The AGCO ruling dims, but does not eliminate, the prospect of Moreau’s or Sylvain’s return to Woodbine Mohawk Park.
Meanwhile, Yves has not raced Funtime Bayama’s 2-year-old Bettors Delight half-brother Greattime Bayama since the gelding’s fourth-place finish in an Aug. 4 Coupe de l’Avenir elim at Hippodrome 3R. Greattime Bayama had won a Mohawk 2-year-old qualifier for Sylvain on June 29. On Aug. 10, the pacer changed ownership, moving from breeder-trainer Yves’ Bayama Farms Inc. of Saint-Andre-D’Argenteuil, QC to Les Ecuries S. Filion Inc. of Milton, ON, which also owned dam Tymal Sugrbabydoll and her latest sons, Mirabel Bayama (2024) and Handsome Bayama (2023); unraced fillies Emy Rose and Fairy Bayama; and unraced stallion Dreamer Bayama before Friday’s ruling.
Yves’ son Justin Filion is suspended indefinitely (effective Aug. 16) for refusing to make a statement to AGCO judges during the Funtime Bayama investigation. Sylvain had earlier told HRU that Justin was helping Yves at Bayama Farms, the family’s Quebec standardbred nursery where Funtime Bayama was raised and also wintered before his 3-year-old return to racing at Mohawk.
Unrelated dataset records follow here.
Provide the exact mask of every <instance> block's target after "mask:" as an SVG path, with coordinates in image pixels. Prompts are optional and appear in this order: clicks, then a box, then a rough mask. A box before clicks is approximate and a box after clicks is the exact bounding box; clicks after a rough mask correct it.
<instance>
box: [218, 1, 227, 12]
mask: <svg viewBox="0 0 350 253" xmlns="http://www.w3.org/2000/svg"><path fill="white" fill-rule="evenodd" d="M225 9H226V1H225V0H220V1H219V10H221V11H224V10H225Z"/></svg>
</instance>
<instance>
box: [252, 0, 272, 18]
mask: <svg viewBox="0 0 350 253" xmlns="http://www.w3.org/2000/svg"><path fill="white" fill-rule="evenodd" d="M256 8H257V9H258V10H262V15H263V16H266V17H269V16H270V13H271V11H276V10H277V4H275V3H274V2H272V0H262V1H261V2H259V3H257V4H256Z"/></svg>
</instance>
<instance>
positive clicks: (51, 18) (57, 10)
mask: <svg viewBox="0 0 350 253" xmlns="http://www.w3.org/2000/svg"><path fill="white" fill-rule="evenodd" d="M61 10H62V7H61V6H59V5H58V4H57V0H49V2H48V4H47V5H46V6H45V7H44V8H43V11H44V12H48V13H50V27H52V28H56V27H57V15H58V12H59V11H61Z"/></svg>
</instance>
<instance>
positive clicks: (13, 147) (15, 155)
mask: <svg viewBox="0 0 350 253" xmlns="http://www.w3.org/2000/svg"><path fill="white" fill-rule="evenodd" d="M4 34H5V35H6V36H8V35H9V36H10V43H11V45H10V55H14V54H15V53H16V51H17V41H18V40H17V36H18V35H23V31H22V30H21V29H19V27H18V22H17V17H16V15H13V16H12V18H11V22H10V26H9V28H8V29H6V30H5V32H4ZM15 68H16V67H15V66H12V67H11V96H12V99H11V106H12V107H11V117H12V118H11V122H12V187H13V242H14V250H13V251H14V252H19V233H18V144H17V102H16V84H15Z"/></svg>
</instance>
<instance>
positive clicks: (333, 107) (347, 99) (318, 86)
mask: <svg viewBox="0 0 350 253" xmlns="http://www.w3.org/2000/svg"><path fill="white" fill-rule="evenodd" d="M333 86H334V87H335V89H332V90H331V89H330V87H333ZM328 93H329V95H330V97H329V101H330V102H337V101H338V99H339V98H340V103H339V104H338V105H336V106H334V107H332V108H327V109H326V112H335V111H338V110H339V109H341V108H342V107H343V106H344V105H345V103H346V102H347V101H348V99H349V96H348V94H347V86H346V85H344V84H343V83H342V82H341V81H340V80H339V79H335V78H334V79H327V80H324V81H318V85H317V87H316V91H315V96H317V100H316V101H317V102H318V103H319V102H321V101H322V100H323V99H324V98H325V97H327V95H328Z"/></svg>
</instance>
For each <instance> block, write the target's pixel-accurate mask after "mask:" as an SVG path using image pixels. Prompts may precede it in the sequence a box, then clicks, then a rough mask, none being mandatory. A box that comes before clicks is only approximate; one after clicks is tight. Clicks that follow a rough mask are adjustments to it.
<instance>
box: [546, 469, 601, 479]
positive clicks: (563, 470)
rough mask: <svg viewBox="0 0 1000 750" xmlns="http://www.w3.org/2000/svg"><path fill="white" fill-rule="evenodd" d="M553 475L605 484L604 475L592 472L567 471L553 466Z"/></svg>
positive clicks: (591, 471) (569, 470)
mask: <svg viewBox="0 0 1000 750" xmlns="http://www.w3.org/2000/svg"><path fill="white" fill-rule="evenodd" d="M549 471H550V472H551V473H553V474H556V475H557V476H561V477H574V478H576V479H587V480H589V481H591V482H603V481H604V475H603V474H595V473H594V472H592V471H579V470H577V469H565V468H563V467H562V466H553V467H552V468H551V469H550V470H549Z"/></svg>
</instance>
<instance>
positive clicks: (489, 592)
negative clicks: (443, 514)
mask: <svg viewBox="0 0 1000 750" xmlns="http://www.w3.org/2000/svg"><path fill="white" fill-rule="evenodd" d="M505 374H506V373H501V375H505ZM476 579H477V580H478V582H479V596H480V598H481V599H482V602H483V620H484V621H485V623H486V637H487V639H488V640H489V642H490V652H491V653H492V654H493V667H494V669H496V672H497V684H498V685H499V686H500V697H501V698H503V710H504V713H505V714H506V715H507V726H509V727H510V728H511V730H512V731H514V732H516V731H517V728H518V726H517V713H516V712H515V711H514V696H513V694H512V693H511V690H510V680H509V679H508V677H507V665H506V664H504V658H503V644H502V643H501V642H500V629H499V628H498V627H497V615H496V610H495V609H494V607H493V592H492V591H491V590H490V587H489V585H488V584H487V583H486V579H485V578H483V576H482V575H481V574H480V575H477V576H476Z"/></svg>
While both Yves and Sylvain are inducted in the Canadian Horse Racing Hall of Fame, Moreau’s legacy now looks less certain, although he told HRU he is not returning to Quebec.
“My address is in Ontario,” he said. “I cheer for the Leafs. My next move would be an oceanfront condo.”
Though, he added that he would rather resume training horses, the focus of his life’s work.